Desde los primeros Juego Olímpicos de la Antigua Grecia el hombre se ha sentido fascinado por el deporte. No solo por las marcas y la competición en sí misma, sino también por el encanto de las formas de los cuerpos en pleno esfuerzo. En estos JJOO  de Pekín, cien años después de los primeros juegos de invierno de Chamonix, se han hecho unas fotografías impactantes. Las cámaras digitales y los objetivos de última generación hacen posibles unas imágenes cada vez más espectaculares.

La posibilidad de disparar a altas sensibilidades (ISO) permite trabajar a velocidades más altas deteniendo cualquier movimiento, por rápido que sea. También se puede disparar con mayor profundidad de campo, consiguiendo, cuando se utilizan largos teleobjetivos, una compresión de los elementos de la foto, de manera que las cosas o personas que están relativamente separadas, parece que estén pegadas unas a otras. Gracias a estas mejoras técnicas también han desaparecido el indeseado pixelado, el grano y la falta de resolución.
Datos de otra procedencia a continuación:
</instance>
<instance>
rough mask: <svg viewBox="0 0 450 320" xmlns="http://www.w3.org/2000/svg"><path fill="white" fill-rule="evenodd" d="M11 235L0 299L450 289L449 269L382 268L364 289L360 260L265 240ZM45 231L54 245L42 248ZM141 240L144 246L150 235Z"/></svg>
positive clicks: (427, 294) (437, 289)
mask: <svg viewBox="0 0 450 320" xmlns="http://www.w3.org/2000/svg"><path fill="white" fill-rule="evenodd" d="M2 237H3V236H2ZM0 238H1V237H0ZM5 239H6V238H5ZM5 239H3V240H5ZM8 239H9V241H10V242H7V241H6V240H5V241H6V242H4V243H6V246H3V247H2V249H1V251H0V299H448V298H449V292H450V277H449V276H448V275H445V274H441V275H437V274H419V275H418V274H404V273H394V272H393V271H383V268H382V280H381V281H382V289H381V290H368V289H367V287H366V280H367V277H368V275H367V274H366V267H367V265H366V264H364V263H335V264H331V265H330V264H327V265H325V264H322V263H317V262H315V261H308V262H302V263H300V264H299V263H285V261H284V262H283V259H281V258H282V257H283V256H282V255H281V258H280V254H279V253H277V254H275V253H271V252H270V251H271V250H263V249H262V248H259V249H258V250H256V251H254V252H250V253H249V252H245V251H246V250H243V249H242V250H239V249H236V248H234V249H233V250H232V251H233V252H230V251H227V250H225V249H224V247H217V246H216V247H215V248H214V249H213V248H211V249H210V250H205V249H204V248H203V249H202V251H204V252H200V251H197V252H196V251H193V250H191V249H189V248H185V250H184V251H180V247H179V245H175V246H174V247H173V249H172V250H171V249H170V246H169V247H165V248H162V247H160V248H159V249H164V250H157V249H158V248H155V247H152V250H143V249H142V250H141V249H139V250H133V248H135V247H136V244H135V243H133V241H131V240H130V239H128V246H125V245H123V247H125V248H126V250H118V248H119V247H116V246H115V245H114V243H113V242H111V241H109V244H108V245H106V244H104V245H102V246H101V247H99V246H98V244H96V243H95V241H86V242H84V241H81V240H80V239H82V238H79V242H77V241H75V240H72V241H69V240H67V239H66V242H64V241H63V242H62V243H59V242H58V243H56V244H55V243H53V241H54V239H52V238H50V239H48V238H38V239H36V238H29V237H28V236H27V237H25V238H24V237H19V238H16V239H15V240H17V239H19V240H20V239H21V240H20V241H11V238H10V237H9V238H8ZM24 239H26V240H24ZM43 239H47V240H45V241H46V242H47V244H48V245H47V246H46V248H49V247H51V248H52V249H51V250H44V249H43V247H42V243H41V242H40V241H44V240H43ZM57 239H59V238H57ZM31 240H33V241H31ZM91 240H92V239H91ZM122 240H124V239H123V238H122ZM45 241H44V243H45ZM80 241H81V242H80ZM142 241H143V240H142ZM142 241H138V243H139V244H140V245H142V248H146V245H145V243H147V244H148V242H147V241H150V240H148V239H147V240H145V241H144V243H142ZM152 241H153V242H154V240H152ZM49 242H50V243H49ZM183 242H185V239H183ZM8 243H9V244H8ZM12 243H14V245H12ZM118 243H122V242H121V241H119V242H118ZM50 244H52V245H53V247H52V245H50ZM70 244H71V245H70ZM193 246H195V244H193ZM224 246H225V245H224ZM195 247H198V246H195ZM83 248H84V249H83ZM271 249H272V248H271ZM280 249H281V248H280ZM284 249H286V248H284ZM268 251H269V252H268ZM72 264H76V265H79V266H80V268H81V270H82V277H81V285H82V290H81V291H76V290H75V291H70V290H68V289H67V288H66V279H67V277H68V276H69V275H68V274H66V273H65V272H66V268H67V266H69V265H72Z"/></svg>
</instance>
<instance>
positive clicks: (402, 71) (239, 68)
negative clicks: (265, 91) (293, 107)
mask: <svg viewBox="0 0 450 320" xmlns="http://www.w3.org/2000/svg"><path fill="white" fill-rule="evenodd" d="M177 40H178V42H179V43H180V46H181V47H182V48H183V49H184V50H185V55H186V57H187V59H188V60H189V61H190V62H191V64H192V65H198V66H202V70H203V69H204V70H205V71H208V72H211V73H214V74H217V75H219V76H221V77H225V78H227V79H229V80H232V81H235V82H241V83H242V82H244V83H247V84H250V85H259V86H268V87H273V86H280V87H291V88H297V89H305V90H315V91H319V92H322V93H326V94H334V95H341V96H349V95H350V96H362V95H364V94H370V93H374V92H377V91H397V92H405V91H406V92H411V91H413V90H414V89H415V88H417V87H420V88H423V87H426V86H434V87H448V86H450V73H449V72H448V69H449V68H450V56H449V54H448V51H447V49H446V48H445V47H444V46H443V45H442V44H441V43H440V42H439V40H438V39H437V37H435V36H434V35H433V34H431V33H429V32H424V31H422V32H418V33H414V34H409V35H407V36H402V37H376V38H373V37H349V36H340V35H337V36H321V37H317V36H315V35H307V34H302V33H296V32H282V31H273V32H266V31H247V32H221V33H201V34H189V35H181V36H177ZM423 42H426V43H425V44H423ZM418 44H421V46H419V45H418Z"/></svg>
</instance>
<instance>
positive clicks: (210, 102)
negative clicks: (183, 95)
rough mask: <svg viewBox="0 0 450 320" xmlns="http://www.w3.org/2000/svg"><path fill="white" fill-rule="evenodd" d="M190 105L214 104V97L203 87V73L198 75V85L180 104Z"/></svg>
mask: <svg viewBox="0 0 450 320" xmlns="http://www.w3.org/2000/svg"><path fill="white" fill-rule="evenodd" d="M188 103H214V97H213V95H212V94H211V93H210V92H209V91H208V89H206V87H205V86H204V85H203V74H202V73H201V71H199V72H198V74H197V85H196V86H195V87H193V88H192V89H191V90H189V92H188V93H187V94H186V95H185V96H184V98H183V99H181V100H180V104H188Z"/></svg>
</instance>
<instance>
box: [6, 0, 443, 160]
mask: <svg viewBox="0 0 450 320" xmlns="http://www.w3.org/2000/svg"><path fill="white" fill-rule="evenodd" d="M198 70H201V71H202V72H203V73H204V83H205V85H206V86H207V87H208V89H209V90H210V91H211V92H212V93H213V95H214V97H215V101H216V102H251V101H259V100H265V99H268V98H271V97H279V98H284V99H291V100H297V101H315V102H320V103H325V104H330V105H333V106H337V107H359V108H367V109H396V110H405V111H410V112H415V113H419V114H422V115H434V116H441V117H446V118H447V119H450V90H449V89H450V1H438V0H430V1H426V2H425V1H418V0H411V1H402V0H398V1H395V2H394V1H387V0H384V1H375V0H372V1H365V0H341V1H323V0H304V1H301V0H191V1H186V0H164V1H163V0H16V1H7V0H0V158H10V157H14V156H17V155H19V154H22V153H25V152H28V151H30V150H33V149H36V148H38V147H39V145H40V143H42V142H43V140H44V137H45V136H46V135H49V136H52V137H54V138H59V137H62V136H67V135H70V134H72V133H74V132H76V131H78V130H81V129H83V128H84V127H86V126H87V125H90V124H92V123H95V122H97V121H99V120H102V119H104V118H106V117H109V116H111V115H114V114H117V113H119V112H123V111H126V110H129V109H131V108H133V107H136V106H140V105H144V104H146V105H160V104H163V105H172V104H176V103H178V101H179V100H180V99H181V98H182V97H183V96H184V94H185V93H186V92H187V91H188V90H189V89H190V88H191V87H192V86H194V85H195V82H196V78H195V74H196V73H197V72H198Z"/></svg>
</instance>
Si podemos considerar el fotoperiodismo una rama de la fotografía en general, dentro de este, la fotografía deportiva constituye otra especialización. Cuando hay un acontecimiento de la importancia de unos Juegos Olímpicos, las agencias internacionales envían a los profesionales más experimentados en la foto de acción.

La conjunción de la plasticidad del deporte, las mejoras técnicas de las cámaras y las manos expertas de los mejores fotógrafos hacen que incluso las personas no muy interesadas en el deporte queden boquiabiertas ante la belleza de las imágenes.